If you tell an AI the answer is very important to you, or ask it to think really hard, sometimes it gives a better answer. But researchers tested this carefully and the trick does not always work. On older models it sometimes helped. On newer ones the effect mostly disappears. Making up scary stories, like saying someone will get hurt if it answers wrong, does not reliably help either. Clear instructions usually beat emotional theatrics.

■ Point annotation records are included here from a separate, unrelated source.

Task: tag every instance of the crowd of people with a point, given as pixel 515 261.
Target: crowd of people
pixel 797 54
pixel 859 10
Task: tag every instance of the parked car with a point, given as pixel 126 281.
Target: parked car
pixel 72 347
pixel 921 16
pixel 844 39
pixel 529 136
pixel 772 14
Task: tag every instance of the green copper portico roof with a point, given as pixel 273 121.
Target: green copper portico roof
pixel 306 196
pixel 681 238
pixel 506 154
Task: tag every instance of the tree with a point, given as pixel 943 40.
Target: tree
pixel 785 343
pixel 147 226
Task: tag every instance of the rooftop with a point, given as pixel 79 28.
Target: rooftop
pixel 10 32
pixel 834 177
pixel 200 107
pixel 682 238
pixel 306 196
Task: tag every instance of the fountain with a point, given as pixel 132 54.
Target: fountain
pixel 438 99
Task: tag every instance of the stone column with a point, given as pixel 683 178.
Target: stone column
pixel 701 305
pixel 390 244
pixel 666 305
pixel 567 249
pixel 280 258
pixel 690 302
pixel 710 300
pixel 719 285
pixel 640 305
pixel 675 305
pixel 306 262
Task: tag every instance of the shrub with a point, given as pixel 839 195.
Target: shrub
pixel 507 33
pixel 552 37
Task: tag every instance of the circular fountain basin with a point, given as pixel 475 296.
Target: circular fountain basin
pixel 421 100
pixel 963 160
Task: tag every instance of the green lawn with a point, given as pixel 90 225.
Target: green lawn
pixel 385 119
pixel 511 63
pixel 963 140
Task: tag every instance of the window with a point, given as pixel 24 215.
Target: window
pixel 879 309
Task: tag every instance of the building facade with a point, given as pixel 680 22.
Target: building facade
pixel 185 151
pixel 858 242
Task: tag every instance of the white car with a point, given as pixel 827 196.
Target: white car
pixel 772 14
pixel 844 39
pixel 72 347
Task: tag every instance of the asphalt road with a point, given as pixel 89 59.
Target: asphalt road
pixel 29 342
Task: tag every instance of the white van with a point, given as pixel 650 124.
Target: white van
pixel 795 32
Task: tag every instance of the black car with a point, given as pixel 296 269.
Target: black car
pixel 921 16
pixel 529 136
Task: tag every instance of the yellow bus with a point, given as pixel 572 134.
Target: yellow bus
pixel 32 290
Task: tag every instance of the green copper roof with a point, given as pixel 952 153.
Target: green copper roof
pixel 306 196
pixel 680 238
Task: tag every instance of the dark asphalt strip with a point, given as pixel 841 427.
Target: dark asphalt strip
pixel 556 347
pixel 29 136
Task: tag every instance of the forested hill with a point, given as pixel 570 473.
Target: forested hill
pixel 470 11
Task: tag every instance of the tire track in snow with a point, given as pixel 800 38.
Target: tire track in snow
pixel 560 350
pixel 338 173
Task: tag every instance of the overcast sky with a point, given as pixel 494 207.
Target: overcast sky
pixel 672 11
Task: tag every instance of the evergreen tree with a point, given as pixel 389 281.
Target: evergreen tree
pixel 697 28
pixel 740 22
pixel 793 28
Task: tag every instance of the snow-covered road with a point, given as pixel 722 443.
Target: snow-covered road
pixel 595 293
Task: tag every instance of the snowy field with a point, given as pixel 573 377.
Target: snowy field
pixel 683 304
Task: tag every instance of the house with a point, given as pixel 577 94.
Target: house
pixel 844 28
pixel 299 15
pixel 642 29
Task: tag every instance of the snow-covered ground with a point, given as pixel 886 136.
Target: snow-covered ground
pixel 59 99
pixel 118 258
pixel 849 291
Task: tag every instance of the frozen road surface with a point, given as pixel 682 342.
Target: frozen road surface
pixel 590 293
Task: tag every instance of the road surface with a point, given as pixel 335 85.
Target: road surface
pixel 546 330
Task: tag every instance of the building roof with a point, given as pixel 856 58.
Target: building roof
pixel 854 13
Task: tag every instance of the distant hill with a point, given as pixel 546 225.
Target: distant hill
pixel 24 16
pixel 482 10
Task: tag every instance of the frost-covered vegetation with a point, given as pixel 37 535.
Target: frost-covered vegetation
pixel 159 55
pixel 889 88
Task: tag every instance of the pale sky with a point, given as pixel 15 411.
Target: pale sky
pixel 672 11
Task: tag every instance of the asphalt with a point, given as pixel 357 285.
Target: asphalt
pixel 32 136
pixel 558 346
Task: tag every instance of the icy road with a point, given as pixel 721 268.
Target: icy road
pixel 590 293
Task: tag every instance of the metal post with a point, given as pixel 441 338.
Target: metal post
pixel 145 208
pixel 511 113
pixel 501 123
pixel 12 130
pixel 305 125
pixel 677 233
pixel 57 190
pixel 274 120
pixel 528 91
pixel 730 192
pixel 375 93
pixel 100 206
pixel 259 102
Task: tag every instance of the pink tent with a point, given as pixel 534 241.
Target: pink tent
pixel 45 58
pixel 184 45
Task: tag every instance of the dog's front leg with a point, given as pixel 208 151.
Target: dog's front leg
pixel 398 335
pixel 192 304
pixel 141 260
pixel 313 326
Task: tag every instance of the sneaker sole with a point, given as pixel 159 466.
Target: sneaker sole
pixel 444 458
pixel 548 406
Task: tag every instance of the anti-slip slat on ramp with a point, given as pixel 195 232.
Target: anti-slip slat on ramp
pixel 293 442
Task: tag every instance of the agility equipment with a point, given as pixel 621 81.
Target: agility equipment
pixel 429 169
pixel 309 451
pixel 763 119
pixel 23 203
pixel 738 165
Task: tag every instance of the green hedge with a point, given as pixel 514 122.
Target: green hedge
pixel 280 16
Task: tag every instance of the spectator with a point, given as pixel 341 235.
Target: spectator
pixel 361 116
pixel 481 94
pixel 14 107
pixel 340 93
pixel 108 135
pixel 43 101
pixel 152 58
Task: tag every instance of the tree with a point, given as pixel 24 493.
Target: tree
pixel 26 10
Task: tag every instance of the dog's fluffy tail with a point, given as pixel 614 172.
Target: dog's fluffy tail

| Technique | Originator | Year | Example phrasing | Holds up on newer models? |
|---|---|---|---|---|
| Chain-of-thought trigger | Kojima et al. | 2022 | "Let's think step by step." | Yes, but diminishing as reasoning models internalize it |
| EmotionPrompt | Li et al. | 2023 | "This is very important to my career." | Mostly faded |
| "Take a deep breath" | Yang et al. (OPRO) | 2023 | "Take a deep breath and work on this problem step-by-step." | Mostly faded |
| NegativePrompt | Wang et al. | 2024 | Negative emotional stimuli rooted in cognitive dissonance and stress-coping theory | Limited follow-up |
| Tipping prompts | Folklore | 2023 | "I'll tip you $200 for a perfect answer." | No (Meincke et al. 2025) |
| Threatening prompts | Folklore, popularized by Sergey Brin | 2025 | "If you get this wrong, I will kick a puppy." | No (Meincke et al. 2025) |
| Persistence and "are you sure?" | Folklore | 2023 | "Are you sure that's your final answer?" | Variable, can hurt correct answers |
| Fictional stakes (Windsurf-style) | Codeium R&D | 2025 | "You desperately need money for your mother's cancer treatment." | No public evidence |
The earliest and most reliable pressure-style technique is the zero-shot chain-of-thought trigger introduced by Kojima et al. in 2022. Appending "Let's think step by step." to a question caused InstructGPT text-davinci-002 to jump from 17.7% to 78.7% on MultiArith and from 10.4% to 40.7% on GSM8K. Many theatrical pressure prompts are riffs on this idea: "think harder," "show your work," "reason carefully." Sprague et al. (2024) ran a meta-analysis of over 100 papers and found that chain-of-thought helps strongly on math and symbolic reasoning (gains around 12 to 14 percentage points) and barely at all on most other tasks. On newer reasoning models like o1, o3, and DeepSeek R1, the trigger has been internalized through reinforcement learning, so adding the phrase produces little additional benefit.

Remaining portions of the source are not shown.